The colour of coatings and UV filters etc all have an effect on WB, uniform lighting is not enough, a preset if good, as at least you are in the ball park, and you are consistently off (one fix, unlike AWB) manuallyWB off of a unfirom source is even better, I use a greyscale QPCARD in some header roll, which gives me a much better chance of matching the shots when used with either preset, manually input or manually balanced WB.

The bigger problem for me is not WB but expsosure matching. Even a constant f2.8 lens will vary its T-stop accross the focal length, two different constant f2.8 lenses (such as you 24-70 and 70-200) will be even further out. The f2.8 is not actually absolutely constant.

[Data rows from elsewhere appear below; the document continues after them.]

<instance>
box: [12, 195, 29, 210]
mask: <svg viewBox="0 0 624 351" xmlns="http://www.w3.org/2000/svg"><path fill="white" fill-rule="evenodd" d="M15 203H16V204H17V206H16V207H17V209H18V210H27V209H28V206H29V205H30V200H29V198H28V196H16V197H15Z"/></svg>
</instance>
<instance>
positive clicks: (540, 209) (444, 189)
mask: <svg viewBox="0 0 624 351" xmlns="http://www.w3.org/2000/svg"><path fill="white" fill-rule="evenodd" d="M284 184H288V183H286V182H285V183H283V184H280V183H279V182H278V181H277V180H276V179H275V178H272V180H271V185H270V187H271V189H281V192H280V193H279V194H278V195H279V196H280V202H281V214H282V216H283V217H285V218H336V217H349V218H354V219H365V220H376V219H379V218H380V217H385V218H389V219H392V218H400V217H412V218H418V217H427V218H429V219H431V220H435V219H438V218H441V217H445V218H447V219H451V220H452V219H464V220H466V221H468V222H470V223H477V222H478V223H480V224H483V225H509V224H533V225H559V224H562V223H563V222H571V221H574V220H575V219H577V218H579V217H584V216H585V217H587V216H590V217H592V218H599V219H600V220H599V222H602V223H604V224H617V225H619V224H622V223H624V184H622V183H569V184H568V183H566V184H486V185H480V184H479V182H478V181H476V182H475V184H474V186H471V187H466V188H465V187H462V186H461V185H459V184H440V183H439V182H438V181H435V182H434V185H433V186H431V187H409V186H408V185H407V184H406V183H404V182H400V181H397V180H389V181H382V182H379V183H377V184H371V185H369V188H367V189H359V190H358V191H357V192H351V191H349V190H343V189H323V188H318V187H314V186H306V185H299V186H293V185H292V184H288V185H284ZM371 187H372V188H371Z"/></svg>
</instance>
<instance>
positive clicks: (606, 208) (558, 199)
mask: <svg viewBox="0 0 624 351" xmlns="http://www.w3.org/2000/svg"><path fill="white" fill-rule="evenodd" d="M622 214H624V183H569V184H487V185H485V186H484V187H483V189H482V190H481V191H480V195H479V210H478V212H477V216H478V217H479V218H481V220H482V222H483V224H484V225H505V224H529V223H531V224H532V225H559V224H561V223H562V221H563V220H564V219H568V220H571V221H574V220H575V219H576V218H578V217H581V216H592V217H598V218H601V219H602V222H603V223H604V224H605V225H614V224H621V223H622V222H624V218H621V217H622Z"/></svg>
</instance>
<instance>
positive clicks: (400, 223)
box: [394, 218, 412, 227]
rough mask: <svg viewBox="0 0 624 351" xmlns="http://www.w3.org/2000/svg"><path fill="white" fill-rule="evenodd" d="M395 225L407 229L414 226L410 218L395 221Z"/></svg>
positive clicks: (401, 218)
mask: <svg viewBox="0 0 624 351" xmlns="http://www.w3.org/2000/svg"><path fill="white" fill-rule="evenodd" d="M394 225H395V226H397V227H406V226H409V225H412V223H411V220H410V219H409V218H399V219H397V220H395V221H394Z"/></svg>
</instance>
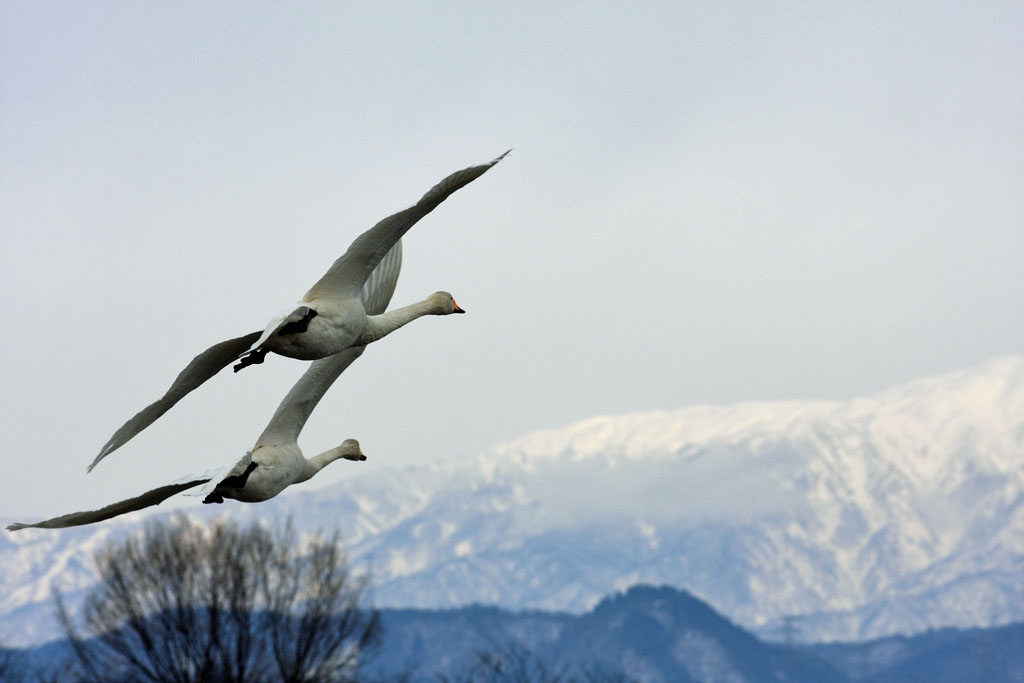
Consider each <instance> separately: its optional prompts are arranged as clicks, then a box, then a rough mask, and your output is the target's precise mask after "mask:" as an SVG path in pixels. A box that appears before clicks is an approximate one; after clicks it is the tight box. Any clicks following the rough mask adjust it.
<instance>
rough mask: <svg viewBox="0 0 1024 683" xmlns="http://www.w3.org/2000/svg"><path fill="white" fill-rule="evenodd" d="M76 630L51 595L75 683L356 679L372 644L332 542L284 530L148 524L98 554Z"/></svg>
mask: <svg viewBox="0 0 1024 683" xmlns="http://www.w3.org/2000/svg"><path fill="white" fill-rule="evenodd" d="M96 563H97V569H98V572H99V578H100V581H99V583H98V585H97V586H96V587H95V588H94V589H93V590H92V591H91V592H90V593H89V594H88V596H87V597H86V599H85V601H84V603H83V607H82V611H81V614H80V617H79V620H77V621H78V622H80V623H81V628H82V629H83V630H84V635H83V634H80V633H79V627H78V626H76V624H75V622H76V620H74V618H73V617H72V616H71V614H70V613H69V611H68V610H67V609H66V608H65V606H63V604H62V601H61V600H60V596H59V595H56V596H55V599H56V602H57V608H58V610H57V611H58V614H59V615H60V618H61V622H62V623H63V625H65V630H66V631H67V633H68V636H69V638H70V639H71V641H72V643H73V645H74V648H75V652H76V655H77V659H78V663H79V666H80V667H81V669H82V671H83V673H84V678H87V679H91V680H103V681H111V680H119V679H121V680H133V681H134V680H138V681H174V682H177V683H194V682H196V683H198V682H200V681H224V682H225V683H230V682H233V681H238V682H242V681H245V682H254V683H260V682H262V681H267V682H269V681H290V682H291V681H294V682H299V681H325V682H327V681H338V682H344V681H354V680H356V676H357V674H358V671H359V667H360V665H361V664H362V663H364V661H365V659H366V658H367V657H368V656H369V655H370V654H372V653H373V652H374V651H375V650H376V648H377V647H379V644H380V617H379V614H378V613H377V611H376V610H365V609H362V608H360V606H359V602H360V599H361V597H362V593H364V590H365V588H366V586H367V579H366V577H358V578H354V577H352V575H351V574H350V571H349V568H348V563H347V558H346V555H345V553H344V551H343V549H342V547H341V543H340V540H339V537H338V535H337V533H335V535H334V536H333V537H332V538H331V539H329V540H324V539H318V538H314V539H310V540H308V541H307V542H306V543H305V544H301V543H299V542H298V539H297V537H296V532H295V531H294V529H293V528H292V526H291V524H290V523H288V524H286V525H284V526H282V527H279V528H278V529H276V530H275V531H271V530H268V529H267V528H265V527H263V526H261V525H259V524H258V523H252V524H250V525H249V526H246V527H244V528H243V527H240V526H239V525H238V524H236V523H233V522H218V523H214V524H212V525H210V526H208V527H205V526H201V525H198V524H196V523H194V522H191V521H189V520H188V519H187V518H186V517H183V516H179V517H176V518H174V519H172V520H171V521H169V522H167V521H152V522H150V523H148V524H146V526H145V530H144V532H143V533H142V535H141V537H135V538H130V539H127V540H125V541H123V542H120V543H118V544H114V545H112V546H110V547H108V548H105V549H103V550H101V551H100V552H99V553H98V554H97V556H96Z"/></svg>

ISO for ISO, light for light, shutter for shutter the cameras should be pretty uniform, aperture is not likely to be exactly f2.8 on any given lens at any given focal length at any given time, and the T-stop is never going to be the same between to optical designs, or even the same lenses of different ages (dust etc)

But as far as WB goes, get both cameras as close as you can, and keep them consistant and you have a fighting chance. Costly filtration is not going to do much more than add more to the mix, cheaper CTB gels are the way I would go.


----------



## HurtinMinorKey (May 16, 2012)

Thanks for all the advice! That Arri-Manual was great. I Plan on shooting with a c300. I have a 5D2, but I wanted to avoid using it as a B-Cam. 

I plan on using QPCARDs for some general consistency throughout.


----------